Divorce is disuniting an intimate union. It is breaking up a composite unit. It is breaking a domestic community.
Divorce does not build but instead breaks up a serious and deliberate consummate unity. Much less does it affirms but instead undermines human dignity and integrity in the matter of a spousal solemn promise, a deliberate conjugal commitment previously made with celebrated glee and much expectation.
This is in no way meant to despise, much less to condemn those who subscribe to and thus practice divorce – including those who have been long since longing and proposing the legislation of divorce in the country contrary to the sound culture and noble tradition of majority of Filipinos. It is but telling the ground reality of divorce – with romanticism set aside and with but objective reality in mind.
In other words, while it is somehow unfair to condemn divorce promoters, it is neither easy to admire them in sincerity and truth. Instead of building up a conjugal relationship, divorce eventually destroys it. Rather than reconcile a couple having difficulty living together, divorce simply cuts their marriage bond.
In lieu of strengthening the conjugal bond and promoting the stable and continuing parental – supporting, caring and formational role of a couple, divorce simply does away with all these. It is not easy to find children rejoicing for the divorce of their parents.

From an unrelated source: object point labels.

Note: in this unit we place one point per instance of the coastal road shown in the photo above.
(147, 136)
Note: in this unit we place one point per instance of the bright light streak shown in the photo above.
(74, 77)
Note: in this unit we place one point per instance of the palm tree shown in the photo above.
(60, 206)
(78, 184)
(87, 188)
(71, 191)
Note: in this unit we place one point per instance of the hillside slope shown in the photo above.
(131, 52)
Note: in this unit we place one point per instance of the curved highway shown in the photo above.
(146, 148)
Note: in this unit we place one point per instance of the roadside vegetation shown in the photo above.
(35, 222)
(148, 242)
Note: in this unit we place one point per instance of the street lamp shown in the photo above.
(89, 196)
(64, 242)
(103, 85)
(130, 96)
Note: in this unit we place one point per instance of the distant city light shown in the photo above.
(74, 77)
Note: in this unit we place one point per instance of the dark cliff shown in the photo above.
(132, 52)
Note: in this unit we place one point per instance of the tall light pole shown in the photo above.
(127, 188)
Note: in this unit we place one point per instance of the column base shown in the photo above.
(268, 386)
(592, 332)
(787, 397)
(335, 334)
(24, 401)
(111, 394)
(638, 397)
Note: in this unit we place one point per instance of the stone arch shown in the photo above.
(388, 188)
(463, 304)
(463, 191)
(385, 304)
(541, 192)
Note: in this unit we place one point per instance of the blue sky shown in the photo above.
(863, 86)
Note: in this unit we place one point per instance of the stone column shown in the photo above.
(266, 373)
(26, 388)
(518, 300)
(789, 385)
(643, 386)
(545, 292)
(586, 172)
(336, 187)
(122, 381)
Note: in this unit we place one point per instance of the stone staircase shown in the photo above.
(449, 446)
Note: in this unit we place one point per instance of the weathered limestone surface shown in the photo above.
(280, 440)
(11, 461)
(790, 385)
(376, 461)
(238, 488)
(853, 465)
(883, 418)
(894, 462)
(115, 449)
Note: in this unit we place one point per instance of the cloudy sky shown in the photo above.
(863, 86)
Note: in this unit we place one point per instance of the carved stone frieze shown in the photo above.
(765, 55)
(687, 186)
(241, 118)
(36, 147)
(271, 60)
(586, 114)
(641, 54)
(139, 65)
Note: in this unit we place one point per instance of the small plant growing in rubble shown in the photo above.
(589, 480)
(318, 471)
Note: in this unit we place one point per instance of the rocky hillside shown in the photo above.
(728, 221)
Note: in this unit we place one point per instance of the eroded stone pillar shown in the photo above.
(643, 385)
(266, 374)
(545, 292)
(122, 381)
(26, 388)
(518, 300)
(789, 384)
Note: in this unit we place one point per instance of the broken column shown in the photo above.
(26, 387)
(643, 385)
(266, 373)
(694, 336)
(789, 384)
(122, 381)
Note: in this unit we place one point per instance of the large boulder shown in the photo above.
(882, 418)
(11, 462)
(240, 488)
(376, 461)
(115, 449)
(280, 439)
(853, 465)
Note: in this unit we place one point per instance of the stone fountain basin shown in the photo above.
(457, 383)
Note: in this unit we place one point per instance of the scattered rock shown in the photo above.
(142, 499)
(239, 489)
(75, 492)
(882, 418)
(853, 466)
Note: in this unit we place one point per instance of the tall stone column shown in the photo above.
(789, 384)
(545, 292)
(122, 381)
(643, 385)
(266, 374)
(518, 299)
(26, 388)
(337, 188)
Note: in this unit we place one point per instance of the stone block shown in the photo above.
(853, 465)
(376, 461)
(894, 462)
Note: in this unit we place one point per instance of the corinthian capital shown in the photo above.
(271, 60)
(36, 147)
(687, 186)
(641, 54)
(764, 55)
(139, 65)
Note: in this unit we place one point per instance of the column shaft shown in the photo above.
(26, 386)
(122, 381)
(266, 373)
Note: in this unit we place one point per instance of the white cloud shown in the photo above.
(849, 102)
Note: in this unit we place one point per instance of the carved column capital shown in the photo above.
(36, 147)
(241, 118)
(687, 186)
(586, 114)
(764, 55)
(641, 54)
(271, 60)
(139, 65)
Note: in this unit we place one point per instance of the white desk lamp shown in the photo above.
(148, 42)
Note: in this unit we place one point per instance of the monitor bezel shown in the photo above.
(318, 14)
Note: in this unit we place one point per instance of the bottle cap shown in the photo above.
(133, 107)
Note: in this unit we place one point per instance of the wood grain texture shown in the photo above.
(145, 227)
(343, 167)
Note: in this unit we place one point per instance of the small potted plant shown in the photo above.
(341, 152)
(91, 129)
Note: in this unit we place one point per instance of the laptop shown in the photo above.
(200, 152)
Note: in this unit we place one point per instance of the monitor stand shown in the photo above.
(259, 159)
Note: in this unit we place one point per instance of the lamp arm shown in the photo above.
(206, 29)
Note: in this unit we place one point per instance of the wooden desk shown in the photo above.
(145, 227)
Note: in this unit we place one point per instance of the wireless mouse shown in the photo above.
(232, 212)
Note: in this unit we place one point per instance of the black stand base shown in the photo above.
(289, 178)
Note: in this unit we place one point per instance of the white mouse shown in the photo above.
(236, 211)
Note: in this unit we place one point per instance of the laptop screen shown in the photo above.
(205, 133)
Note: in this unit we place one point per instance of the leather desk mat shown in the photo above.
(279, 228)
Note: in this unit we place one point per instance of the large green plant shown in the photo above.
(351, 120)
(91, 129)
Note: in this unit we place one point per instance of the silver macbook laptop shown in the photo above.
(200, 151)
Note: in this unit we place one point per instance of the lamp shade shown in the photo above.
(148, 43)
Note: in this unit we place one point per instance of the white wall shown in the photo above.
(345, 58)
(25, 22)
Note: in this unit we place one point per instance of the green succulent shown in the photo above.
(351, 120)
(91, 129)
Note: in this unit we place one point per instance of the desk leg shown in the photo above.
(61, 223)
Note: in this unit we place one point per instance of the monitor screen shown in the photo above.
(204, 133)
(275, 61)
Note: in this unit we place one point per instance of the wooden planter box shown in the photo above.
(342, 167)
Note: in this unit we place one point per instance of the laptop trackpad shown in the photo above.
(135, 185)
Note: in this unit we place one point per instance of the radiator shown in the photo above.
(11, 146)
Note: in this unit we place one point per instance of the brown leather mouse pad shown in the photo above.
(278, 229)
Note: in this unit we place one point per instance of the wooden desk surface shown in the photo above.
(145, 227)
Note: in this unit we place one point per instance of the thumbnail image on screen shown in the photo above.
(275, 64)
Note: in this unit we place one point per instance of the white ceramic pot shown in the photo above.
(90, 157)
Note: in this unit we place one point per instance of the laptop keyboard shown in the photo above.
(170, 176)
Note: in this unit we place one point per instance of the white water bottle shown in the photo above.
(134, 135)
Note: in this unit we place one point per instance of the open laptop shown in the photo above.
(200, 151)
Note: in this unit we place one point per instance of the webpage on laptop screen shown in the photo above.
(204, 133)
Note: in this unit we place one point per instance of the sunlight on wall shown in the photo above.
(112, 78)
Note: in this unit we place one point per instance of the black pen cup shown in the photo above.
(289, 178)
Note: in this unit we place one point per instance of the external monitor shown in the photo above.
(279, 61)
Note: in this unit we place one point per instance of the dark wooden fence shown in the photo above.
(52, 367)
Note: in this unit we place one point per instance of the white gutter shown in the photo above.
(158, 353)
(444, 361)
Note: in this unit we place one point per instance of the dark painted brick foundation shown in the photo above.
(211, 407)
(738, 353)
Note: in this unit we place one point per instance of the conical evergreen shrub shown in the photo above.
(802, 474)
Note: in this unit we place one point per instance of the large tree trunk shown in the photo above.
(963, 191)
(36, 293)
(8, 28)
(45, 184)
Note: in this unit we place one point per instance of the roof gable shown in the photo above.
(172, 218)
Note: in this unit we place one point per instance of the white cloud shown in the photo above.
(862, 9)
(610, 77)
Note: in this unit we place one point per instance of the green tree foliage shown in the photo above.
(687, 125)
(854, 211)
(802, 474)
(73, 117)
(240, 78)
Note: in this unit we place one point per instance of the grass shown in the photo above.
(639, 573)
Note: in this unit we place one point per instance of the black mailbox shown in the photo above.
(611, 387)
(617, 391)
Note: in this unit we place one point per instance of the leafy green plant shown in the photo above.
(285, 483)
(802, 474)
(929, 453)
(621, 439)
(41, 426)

It is the connatural or innate longing of human emotion that makes a man and a woman fall in love, to eventually express their mutual affection and bilateral longing through a formal marital union – for “as long as they both shall live.” The meaning and implications of questions such as “Who knows what happens next?” “Why not give it a try?” “So what if it does not work?” plus such statements as “There is always a way out.” “It is not the end of everything.” “It is better to try and fail than to not have tried at all,” and the like are neither the right thoughts nor the proper disposition on the part of a man and/or woman getting married.
Reason: The said questions and statements are thought of and asked by couples who ultimately believe in and subscribe to a divorce option when there come to fore the so-called “irreconcilable differences” in their marriage – notwithstanding the latter’s inherent and substantive attributes of unity and indissolubility. Those who subscribe to divorce should not get married at all, much less have children from their de facto union. This is but an advisory. But such is the truth and reality.
Truth to say, attraction specially when but sexually inspired – be this but simple longing and/or downright desire – is not really enough to enter into an indivisible and insoluble Marriage Covenant even but considering the saying that “No couple can live on love alone.”
In the world of realities, marriage commitment evidently presumes and accordingly demands normal personality constitution and conjugal competence, common domestic concern and industry, standard enduring concern and understanding – to name a few attributions for marriage intents and purposes.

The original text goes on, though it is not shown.